Ele acredita que, em virtude de o então namorado ser formado em Radiologia, já tinha conhecimento de que uma pessoa com carga viral indetectável não transmite o vírus. O casal não utiliza preservativo. Estevão faz uso da PrEP, e relata não sentir efeitos colaterais. “Na primeira semana tive aumento de apetite, mas depois ficou tudo normal”, afirma, salientando que não é necessário deixar de viver um amor pelo fato de o parceiro ser soropositivo.
“O receio, o temor, vem do tabu, da desinformação, da falta de conhecimento de que o indetectável é intransmissível, de que existem a PrEP e a Pep, além da camisinha. Não tem que temer. É até mais confiável se relacionar com uma pessoa diagnosticada com HIV, pois ela tem conhecimento do próprio corpo, faz acompanhamento médico periodicamente, sabe que não é esse bicho de sete cabeças”, acrescenta.
Quem também vive um relacionamento sorodiscordante é Rosalina do Carmo Santana. Ela namorou o pedreiro Leir de Assis há cerca de 30 anos, mas o relacionamento não culminou em matrimônio. De lá pra cá, muito mudou na vida de ambos, que casaram, tiveram filhos, se separaram. No caso dela, aconteceu algo a mais, que foi a infecção pelo HIV, há pouco mais de 20 anos, transmitida pelo marido.
Três décadas após se relacionarem, Rosalina e Leir se reencontraram. “Ele perguntou se eu estava sozinha, disse que não tinha me esquecido, essas coisas de homem galanteador”, recorda. Depois, “rolou um beijo, o negócio começou a esquentar”, conta. Foi aí que ela falou que precisava ter uma conversa séria com ele. O diálogo foi feito em um almoço no qual Rosalina revelou a Leir que vive com HIV.
Ao saber, segundo Rosalina, o namorado falou “nem parece”. “Isso acontece porque, muitas vezes, quando se fala em HIV, se associa a uma pessoa esquelética, debilitada”, diz. Depois do “nem parece” veio um “e aí?”, que teve como resposta por parte de Rosalina um outro questionamento: “eu que te pergunto. E aí?”.
Rosalina explicou para Leir que sua carga viral é indetectável e, portanto, ela não transmite o vírus. Os dois transam com camisinha e ela fez questão de levar o parceiro para um diálogo com sua infectologista. “A médica disse para ele ‘ame muito, namore muito, ela é indetectável e intransmissível. Está com os exames em dia, está tudo ok'”, destacou.

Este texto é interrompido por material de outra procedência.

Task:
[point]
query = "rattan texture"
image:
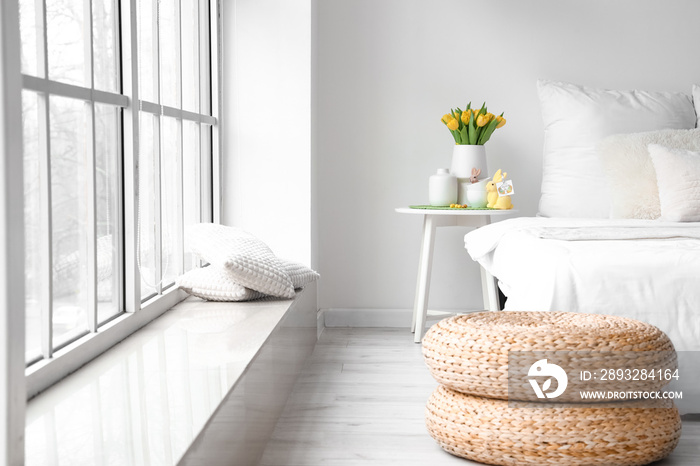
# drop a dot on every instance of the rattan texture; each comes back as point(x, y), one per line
point(497, 432)
point(469, 353)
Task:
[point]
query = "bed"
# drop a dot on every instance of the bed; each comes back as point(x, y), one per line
point(643, 269)
point(626, 243)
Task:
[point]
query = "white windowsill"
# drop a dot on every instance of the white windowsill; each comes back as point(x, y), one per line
point(146, 399)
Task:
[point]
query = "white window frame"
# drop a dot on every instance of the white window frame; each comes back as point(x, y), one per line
point(56, 364)
point(12, 381)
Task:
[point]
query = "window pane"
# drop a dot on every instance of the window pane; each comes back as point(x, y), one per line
point(171, 200)
point(66, 41)
point(32, 226)
point(27, 27)
point(104, 28)
point(70, 192)
point(169, 51)
point(147, 211)
point(191, 179)
point(107, 187)
point(146, 51)
point(190, 55)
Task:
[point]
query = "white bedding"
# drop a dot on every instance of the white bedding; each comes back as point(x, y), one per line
point(642, 269)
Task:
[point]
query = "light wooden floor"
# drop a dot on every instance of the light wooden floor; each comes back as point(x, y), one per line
point(360, 400)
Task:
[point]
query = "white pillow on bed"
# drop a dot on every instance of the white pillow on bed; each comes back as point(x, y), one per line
point(576, 119)
point(215, 284)
point(630, 171)
point(678, 177)
point(250, 261)
point(218, 284)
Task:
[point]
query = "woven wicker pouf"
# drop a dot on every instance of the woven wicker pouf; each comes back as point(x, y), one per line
point(489, 431)
point(469, 416)
point(469, 353)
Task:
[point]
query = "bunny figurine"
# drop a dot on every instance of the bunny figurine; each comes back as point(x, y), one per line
point(494, 200)
point(475, 175)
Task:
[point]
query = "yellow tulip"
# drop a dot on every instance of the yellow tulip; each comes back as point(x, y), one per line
point(465, 116)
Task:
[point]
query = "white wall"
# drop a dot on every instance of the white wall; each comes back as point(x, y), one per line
point(267, 122)
point(389, 69)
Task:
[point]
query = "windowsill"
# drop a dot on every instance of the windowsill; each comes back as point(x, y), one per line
point(146, 399)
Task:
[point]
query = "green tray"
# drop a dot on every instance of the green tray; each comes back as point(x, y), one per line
point(432, 207)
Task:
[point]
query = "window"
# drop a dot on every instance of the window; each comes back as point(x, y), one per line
point(111, 180)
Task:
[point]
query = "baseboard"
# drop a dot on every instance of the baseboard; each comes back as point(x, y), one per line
point(394, 318)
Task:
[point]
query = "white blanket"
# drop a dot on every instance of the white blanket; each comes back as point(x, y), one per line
point(646, 270)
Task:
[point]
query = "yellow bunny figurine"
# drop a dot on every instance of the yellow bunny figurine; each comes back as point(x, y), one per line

A informação, acredita Rosalina, é uma importante ferramenta para o combate ao preconceito. “É preciso bater na tecla de que, independentemente de rolar o relacionamento, a partir do momento que tem interesse mútuo, a melhor coisa é conversar com a pessoa. É preciso também informar, desmistificar algumas questões. A sociedade tem o HIV como doença da promiscuidade, do gay, mas não é. Ela pode atingir a todos, inclusive pessoas de relacionamentos estáveis de 10, 15 anos, quando o parceiro resolve ‘dar uma rapidinha’ fora do relacionamento sem camisinha”, alerta.